To our best knowledge, this is the first analysis addressing long-term changes in topography and morphology registration of both gastric and oesophageal cancers in Europe by area and sex.

Within upper gastrointestinal tract, cancer topography, combined with histological subtyping, have crucial impact on cancer prevention strategies, diagnostic procedures, the best choices of treatments and, ultimately, in the estimates of prognosis. Unfortunately, these important data are unequally provided by non-high-resolution cancer registration, which results in fragmentary, and sometimes divergent, epidemiological information.

Among the main strengths of the study are the large number of the selected cases (840,464 oesophago-gastric cancers), the length of the analysis period (1995-2014) and the geographical representation (53 PBCRs from Northern, Western, Eastern and Southern Europe).

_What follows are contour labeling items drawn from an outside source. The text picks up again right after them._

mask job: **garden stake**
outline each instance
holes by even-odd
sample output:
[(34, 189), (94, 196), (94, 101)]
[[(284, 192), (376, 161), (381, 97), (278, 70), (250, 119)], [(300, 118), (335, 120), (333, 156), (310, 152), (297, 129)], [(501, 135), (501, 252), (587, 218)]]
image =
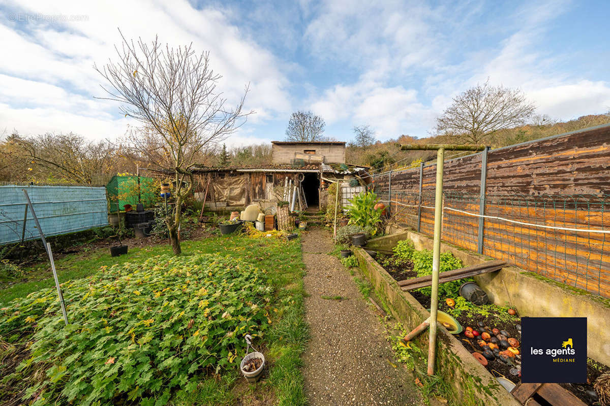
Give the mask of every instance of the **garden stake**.
[(40, 239), (42, 240), (43, 245), (44, 245), (45, 249), (46, 250), (46, 253), (49, 256), (49, 261), (51, 261), (51, 268), (53, 270), (53, 278), (55, 278), (55, 286), (57, 288), (59, 303), (62, 305), (62, 313), (63, 313), (63, 321), (65, 322), (66, 326), (67, 326), (68, 315), (66, 314), (66, 305), (63, 303), (63, 295), (62, 293), (62, 288), (59, 286), (59, 281), (57, 280), (57, 273), (55, 270), (55, 262), (53, 261), (53, 253), (51, 251), (51, 243), (47, 242), (46, 239), (45, 238), (45, 234), (42, 232), (42, 228), (40, 228), (40, 223), (38, 223), (38, 217), (36, 217), (36, 212), (34, 211), (34, 208), (32, 206), (32, 202), (30, 201), (30, 197), (27, 195), (27, 191), (24, 189), (22, 189), (21, 190), (23, 191), (23, 194), (26, 195), (27, 207), (30, 208), (30, 211), (32, 212), (32, 217), (34, 219), (34, 223), (36, 225), (36, 228), (38, 229), (38, 233), (40, 234)]
[[(428, 144), (428, 145), (402, 145), (400, 149), (404, 150), (426, 151), (436, 150), (436, 187), (434, 194), (434, 242), (432, 257), (432, 295), (430, 301), (430, 334), (428, 337), (428, 374), (434, 374), (434, 359), (436, 356), (436, 330), (437, 317), (439, 310), (439, 271), (440, 265), (440, 233), (442, 230), (443, 215), (443, 164), (445, 159), (445, 150), (450, 151), (481, 151), (484, 149), (484, 145), (451, 145), (451, 144)], [(417, 334), (423, 331), (425, 321), (420, 324), (415, 330), (421, 329)], [(412, 333), (415, 333), (415, 331)], [(405, 341), (411, 335), (409, 333), (403, 338)], [(413, 336), (414, 337), (414, 335)]]
[(201, 218), (203, 217), (203, 211), (206, 208), (206, 198), (207, 197), (207, 189), (210, 187), (210, 183), (212, 181), (212, 175), (207, 180), (207, 184), (206, 186), (206, 191), (203, 192), (203, 204), (201, 205), (201, 212), (199, 215), (199, 222), (201, 222)]
[(339, 181), (337, 181), (336, 183), (337, 184), (337, 193), (335, 194), (335, 223), (334, 231), (332, 233), (332, 237), (335, 239), (335, 241), (337, 240), (337, 204), (339, 200), (339, 187), (340, 187)]

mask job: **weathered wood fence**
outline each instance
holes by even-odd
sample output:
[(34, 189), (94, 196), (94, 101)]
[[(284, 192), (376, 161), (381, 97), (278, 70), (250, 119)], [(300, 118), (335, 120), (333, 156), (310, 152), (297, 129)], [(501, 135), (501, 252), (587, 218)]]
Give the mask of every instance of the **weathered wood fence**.
[[(373, 175), (398, 221), (432, 235), (434, 163)], [(445, 163), (443, 239), (610, 298), (610, 125)]]

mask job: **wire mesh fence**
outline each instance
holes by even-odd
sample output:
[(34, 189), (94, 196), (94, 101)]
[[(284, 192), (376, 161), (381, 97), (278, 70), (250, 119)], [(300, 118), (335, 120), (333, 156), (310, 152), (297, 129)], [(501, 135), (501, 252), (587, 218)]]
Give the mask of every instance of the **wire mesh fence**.
[[(434, 193), (376, 178), (393, 221), (432, 236)], [(443, 240), (610, 297), (610, 195), (443, 194)], [(480, 247), (480, 249), (479, 249)]]
[(0, 245), (38, 238), (22, 189), (27, 191), (46, 236), (100, 227), (108, 224), (104, 187), (0, 186)]

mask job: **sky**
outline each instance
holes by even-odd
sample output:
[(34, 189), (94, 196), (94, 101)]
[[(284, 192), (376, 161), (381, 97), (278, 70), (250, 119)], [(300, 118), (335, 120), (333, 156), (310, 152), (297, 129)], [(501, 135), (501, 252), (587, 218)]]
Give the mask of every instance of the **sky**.
[(100, 100), (93, 65), (129, 39), (209, 51), (228, 105), (249, 84), (229, 146), (281, 140), (291, 113), (325, 135), (427, 136), (452, 97), (489, 80), (561, 120), (610, 110), (610, 1), (0, 0), (0, 133), (115, 139), (130, 126)]

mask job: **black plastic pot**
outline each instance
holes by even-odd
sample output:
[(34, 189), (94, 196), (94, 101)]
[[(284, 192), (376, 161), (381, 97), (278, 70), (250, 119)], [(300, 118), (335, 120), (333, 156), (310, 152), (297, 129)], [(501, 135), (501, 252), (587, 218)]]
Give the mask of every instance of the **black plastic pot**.
[(368, 254), (369, 255), (370, 255), (371, 257), (372, 257), (372, 258), (375, 258), (375, 257), (377, 256), (377, 251), (373, 251), (373, 250), (367, 250), (366, 248), (364, 248), (364, 250), (367, 252), (367, 254)]
[(343, 258), (346, 258), (349, 256), (351, 256), (354, 253), (351, 251), (351, 250), (341, 250), (341, 256)]
[(234, 232), (236, 229), (242, 226), (241, 223), (235, 223), (235, 224), (219, 224), (218, 227), (220, 228), (220, 234), (223, 236), (226, 236), (228, 234), (231, 234)]
[(127, 253), (127, 245), (117, 245), (110, 247), (110, 255), (113, 257), (118, 257)]
[(367, 236), (364, 234), (357, 234), (351, 236), (351, 243), (353, 245), (362, 247), (367, 243)]
[(476, 305), (485, 304), (489, 301), (487, 294), (474, 282), (466, 282), (459, 287), (459, 295)]

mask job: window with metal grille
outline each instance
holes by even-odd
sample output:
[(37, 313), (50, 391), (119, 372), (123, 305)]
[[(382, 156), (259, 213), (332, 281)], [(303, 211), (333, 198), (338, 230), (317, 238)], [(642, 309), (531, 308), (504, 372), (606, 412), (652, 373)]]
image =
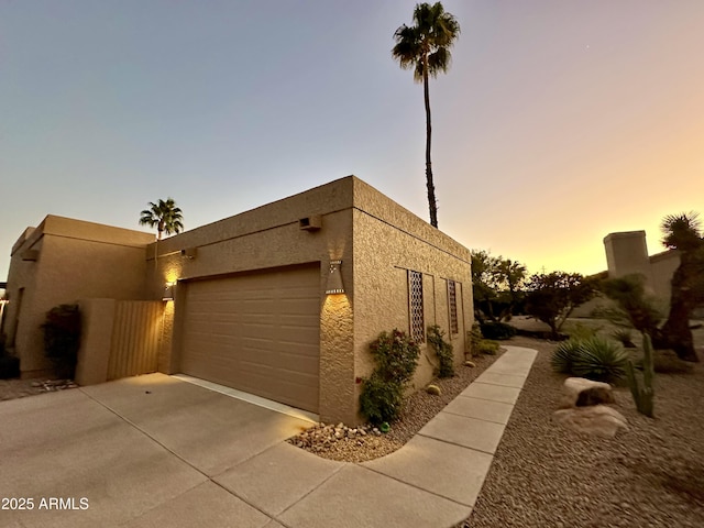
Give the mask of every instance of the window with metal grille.
[(426, 341), (426, 321), (422, 310), (422, 273), (408, 270), (408, 304), (410, 338), (417, 343)]
[(450, 307), (450, 333), (459, 333), (458, 294), (454, 280), (448, 280), (448, 305)]

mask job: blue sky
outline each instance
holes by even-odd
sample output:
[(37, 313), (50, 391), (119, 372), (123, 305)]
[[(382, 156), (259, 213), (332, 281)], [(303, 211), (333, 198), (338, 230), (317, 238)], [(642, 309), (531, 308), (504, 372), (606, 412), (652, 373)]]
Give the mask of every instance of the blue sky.
[[(530, 272), (704, 212), (704, 2), (446, 1), (430, 86), (439, 227)], [(47, 213), (193, 229), (354, 174), (427, 219), (415, 2), (0, 0), (0, 280)]]

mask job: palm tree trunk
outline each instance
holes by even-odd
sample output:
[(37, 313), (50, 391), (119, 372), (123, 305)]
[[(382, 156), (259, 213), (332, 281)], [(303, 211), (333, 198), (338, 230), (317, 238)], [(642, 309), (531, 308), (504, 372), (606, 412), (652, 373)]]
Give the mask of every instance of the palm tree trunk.
[(661, 333), (669, 348), (674, 350), (678, 358), (684, 361), (698, 362), (700, 359), (694, 349), (694, 339), (690, 329), (691, 290), (692, 284), (691, 263), (686, 255), (682, 255), (682, 263), (674, 271), (671, 282), (670, 315), (662, 326)]
[(432, 182), (432, 163), (430, 162), (430, 140), (432, 127), (430, 124), (430, 91), (428, 89), (427, 56), (424, 57), (422, 88), (426, 100), (426, 187), (428, 188), (428, 207), (430, 209), (430, 226), (438, 227), (438, 202), (436, 200), (436, 186)]

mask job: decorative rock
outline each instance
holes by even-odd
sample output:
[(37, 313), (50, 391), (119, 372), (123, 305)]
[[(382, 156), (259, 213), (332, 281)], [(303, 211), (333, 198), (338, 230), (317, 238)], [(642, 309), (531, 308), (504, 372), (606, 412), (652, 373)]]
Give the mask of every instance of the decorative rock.
[(624, 415), (605, 405), (556, 410), (552, 417), (575, 431), (600, 437), (613, 438), (619, 429), (628, 429)]
[(574, 405), (576, 407), (588, 407), (591, 405), (600, 405), (600, 404), (615, 404), (614, 395), (612, 393), (612, 388), (604, 387), (591, 387), (582, 391), (576, 397), (576, 402)]
[(426, 393), (428, 394), (432, 394), (433, 396), (440, 396), (440, 394), (442, 393), (442, 391), (440, 391), (440, 387), (437, 385), (428, 385), (426, 387)]
[[(580, 400), (580, 395), (585, 391), (588, 393)], [(568, 377), (564, 381), (564, 392), (566, 395), (560, 405), (562, 408), (614, 403), (612, 386), (608, 383), (593, 382), (584, 377)]]

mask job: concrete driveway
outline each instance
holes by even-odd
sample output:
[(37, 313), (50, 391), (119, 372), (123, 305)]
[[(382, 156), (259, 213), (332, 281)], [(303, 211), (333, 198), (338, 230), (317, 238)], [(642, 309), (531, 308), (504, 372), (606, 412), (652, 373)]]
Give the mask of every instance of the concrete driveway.
[(282, 443), (310, 425), (163, 374), (3, 402), (0, 527), (274, 528), (229, 470), (270, 448), (317, 459)]
[(406, 446), (361, 464), (284, 442), (302, 415), (163, 374), (0, 403), (0, 528), (455, 526), (537, 354), (505, 349)]

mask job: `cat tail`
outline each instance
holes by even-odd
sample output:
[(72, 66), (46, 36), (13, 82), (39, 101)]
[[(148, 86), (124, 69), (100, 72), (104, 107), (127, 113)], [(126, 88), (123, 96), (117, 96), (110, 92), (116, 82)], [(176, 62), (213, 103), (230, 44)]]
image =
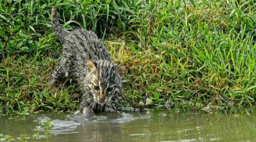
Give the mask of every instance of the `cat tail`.
[(56, 7), (52, 7), (51, 14), (52, 27), (58, 40), (63, 41), (68, 33), (62, 28), (62, 25), (60, 25), (58, 20), (57, 13), (57, 9)]

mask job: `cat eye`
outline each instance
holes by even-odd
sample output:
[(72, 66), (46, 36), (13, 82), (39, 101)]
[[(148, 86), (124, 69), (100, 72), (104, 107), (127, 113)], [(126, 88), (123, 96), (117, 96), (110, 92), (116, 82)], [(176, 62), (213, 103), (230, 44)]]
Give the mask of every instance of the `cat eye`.
[(96, 86), (94, 86), (94, 90), (96, 90), (96, 91), (99, 90), (99, 86), (96, 85)]
[(111, 92), (111, 91), (112, 91), (112, 90), (113, 90), (113, 88), (109, 87), (109, 88), (107, 88), (107, 90), (106, 91), (107, 91), (107, 92)]

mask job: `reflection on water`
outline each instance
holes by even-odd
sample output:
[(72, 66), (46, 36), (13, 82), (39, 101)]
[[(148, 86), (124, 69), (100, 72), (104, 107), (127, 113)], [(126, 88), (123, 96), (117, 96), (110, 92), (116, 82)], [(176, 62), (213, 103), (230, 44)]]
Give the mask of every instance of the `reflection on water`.
[[(40, 125), (50, 121), (49, 138)], [(83, 117), (51, 113), (0, 118), (0, 133), (17, 138), (39, 133), (49, 141), (254, 141), (256, 115), (148, 111)], [(2, 140), (4, 140), (2, 138)], [(1, 141), (1, 140), (0, 140)], [(34, 140), (33, 140), (34, 141)]]

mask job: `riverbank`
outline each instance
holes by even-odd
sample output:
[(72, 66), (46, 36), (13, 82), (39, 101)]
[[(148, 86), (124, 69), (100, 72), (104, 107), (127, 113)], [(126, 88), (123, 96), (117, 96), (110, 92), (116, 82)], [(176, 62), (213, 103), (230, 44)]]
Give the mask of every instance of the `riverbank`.
[(175, 111), (255, 109), (256, 4), (252, 1), (8, 1), (0, 13), (0, 113), (74, 111), (79, 90), (47, 79), (61, 44), (53, 6), (66, 30), (96, 32), (125, 64), (122, 107)]

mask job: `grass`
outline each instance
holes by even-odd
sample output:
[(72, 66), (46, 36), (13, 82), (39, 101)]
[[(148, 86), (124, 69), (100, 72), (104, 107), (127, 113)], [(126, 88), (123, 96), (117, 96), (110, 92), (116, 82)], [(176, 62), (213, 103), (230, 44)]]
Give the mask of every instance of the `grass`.
[(126, 65), (123, 107), (149, 97), (175, 111), (255, 110), (253, 1), (3, 0), (0, 114), (77, 109), (75, 85), (47, 85), (61, 51), (53, 6), (64, 28), (91, 30)]

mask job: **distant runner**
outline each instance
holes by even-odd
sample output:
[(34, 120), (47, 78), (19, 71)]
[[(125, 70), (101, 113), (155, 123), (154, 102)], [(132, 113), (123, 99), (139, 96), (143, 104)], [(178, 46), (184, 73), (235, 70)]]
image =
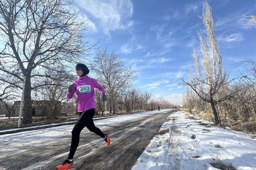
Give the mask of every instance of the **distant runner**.
[(110, 144), (108, 133), (103, 133), (100, 129), (94, 125), (92, 117), (95, 113), (94, 89), (98, 89), (102, 96), (102, 101), (107, 100), (103, 87), (94, 78), (87, 75), (90, 71), (83, 64), (78, 63), (76, 66), (76, 74), (79, 77), (68, 86), (67, 97), (69, 99), (74, 96), (75, 92), (77, 94), (78, 111), (79, 119), (72, 130), (71, 145), (68, 159), (56, 168), (58, 170), (67, 170), (73, 167), (73, 158), (79, 143), (80, 133), (86, 127), (89, 130), (93, 132), (103, 138), (107, 145)]

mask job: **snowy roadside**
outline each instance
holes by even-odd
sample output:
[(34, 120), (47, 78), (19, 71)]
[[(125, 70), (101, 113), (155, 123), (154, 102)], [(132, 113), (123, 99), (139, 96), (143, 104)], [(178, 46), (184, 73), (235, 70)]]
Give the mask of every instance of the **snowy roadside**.
[[(168, 109), (164, 109), (162, 110), (164, 111), (166, 110), (167, 110)], [(154, 113), (155, 112), (156, 112), (157, 111), (148, 111), (147, 112), (151, 112), (152, 111)], [(132, 113), (131, 114), (133, 115), (134, 114), (143, 113), (145, 112), (147, 112), (134, 113)], [(123, 116), (127, 116), (127, 115), (131, 115), (131, 114), (125, 114), (125, 115), (115, 115), (107, 116), (107, 117), (97, 117), (97, 118), (94, 118), (93, 120), (94, 121), (96, 121), (97, 120), (100, 120), (102, 119), (108, 119), (108, 118), (110, 118), (112, 117), (122, 117)], [(75, 119), (77, 119), (78, 118), (78, 117)], [(51, 124), (47, 124), (47, 125), (36, 125), (36, 126), (33, 126), (27, 127), (22, 127), (20, 129), (12, 128), (12, 129), (9, 129), (6, 130), (0, 130), (0, 135), (6, 135), (7, 134), (10, 134), (10, 133), (16, 133), (22, 132), (24, 132), (26, 131), (36, 130), (38, 130), (41, 129), (52, 128), (52, 127), (58, 127), (60, 126), (63, 126), (63, 125), (70, 125), (70, 124), (74, 124), (76, 123), (76, 121), (77, 121), (77, 120), (76, 120), (75, 121), (67, 121), (67, 122), (57, 123), (51, 123)]]
[(218, 170), (210, 164), (217, 163), (256, 170), (256, 139), (186, 114), (169, 116), (132, 170)]

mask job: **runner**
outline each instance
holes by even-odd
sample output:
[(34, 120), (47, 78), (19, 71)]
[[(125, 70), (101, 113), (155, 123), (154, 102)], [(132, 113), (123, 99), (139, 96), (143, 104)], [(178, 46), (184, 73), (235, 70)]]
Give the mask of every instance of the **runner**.
[(73, 97), (75, 92), (77, 94), (77, 109), (79, 118), (72, 130), (71, 145), (68, 159), (56, 167), (58, 170), (67, 170), (73, 167), (73, 158), (79, 143), (80, 133), (84, 127), (86, 127), (90, 131), (103, 138), (107, 145), (110, 143), (108, 133), (104, 134), (96, 127), (92, 119), (96, 108), (94, 88), (100, 90), (102, 101), (105, 102), (107, 98), (104, 89), (96, 80), (87, 75), (90, 71), (85, 64), (78, 63), (76, 64), (75, 69), (79, 77), (69, 85), (67, 97), (70, 99)]

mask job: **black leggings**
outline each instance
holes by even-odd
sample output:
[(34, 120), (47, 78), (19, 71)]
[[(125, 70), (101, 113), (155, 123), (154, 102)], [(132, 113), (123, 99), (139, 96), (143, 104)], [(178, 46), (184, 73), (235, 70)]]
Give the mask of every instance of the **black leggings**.
[(72, 130), (72, 139), (71, 146), (68, 154), (68, 159), (72, 159), (77, 147), (79, 143), (80, 133), (84, 128), (86, 127), (91, 132), (93, 132), (102, 138), (105, 135), (94, 125), (92, 117), (95, 113), (95, 109), (90, 109), (82, 112), (79, 113), (79, 119), (75, 125)]

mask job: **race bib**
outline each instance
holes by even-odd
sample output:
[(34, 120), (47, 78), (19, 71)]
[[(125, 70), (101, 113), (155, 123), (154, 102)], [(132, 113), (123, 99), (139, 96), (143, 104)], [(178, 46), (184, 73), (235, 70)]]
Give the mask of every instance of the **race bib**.
[(79, 86), (79, 93), (90, 93), (91, 92), (91, 85), (82, 85)]

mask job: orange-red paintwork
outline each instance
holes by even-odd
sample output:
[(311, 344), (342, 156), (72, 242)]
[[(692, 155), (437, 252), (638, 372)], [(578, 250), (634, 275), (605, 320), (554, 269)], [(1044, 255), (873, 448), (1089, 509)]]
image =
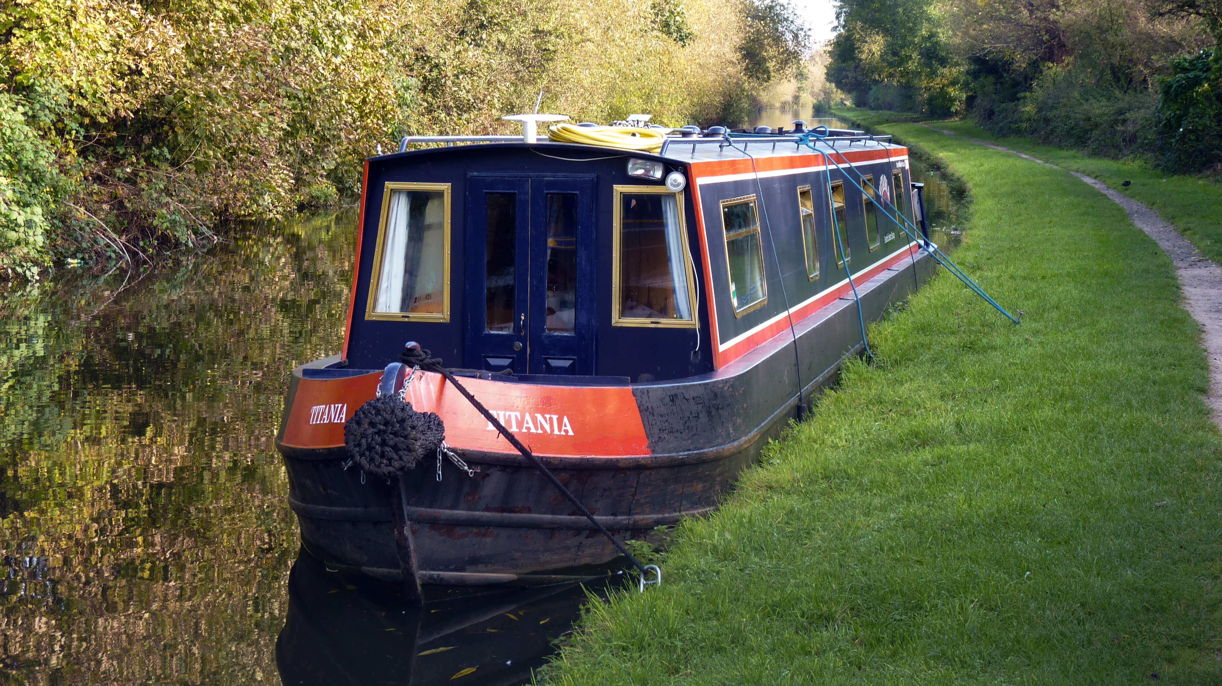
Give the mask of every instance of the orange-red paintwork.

In order to assess the representativity of data by European region, checks on incidence rates for gastric and oesophageal cancer in areas for which registration could not cover at least 17 years in the analysis period were performed. The incidence of gastric and oesophageal cancers was checked for all PBCRs with data available in 1995 and in 2013, and the rates were close overall to those reported in the study.

As a possible limitation, variations in data collection and coding practices could partly limit the generalisability of the study, even though a constant improvement in data quality has been reported for European PBCRs in the same period (22).

4.1 Different epidemiological patterns of cancer incidence across Europe

The present study revealed notable differences in the reporting and registration of upper gastrointestinal cancers across Europe, over time. Overall, it was found that there was an improvement in identifying specific subsites of oesophageal and gastric cancers between 1995 and 2013.

As for the oesophagus, there was a rising incidence of cancer in the lower one-third of the oesophageal channel, while the registration of malignancies with unspecified histology showed a decrease. Other subsites, however, did not exhibit significant changes.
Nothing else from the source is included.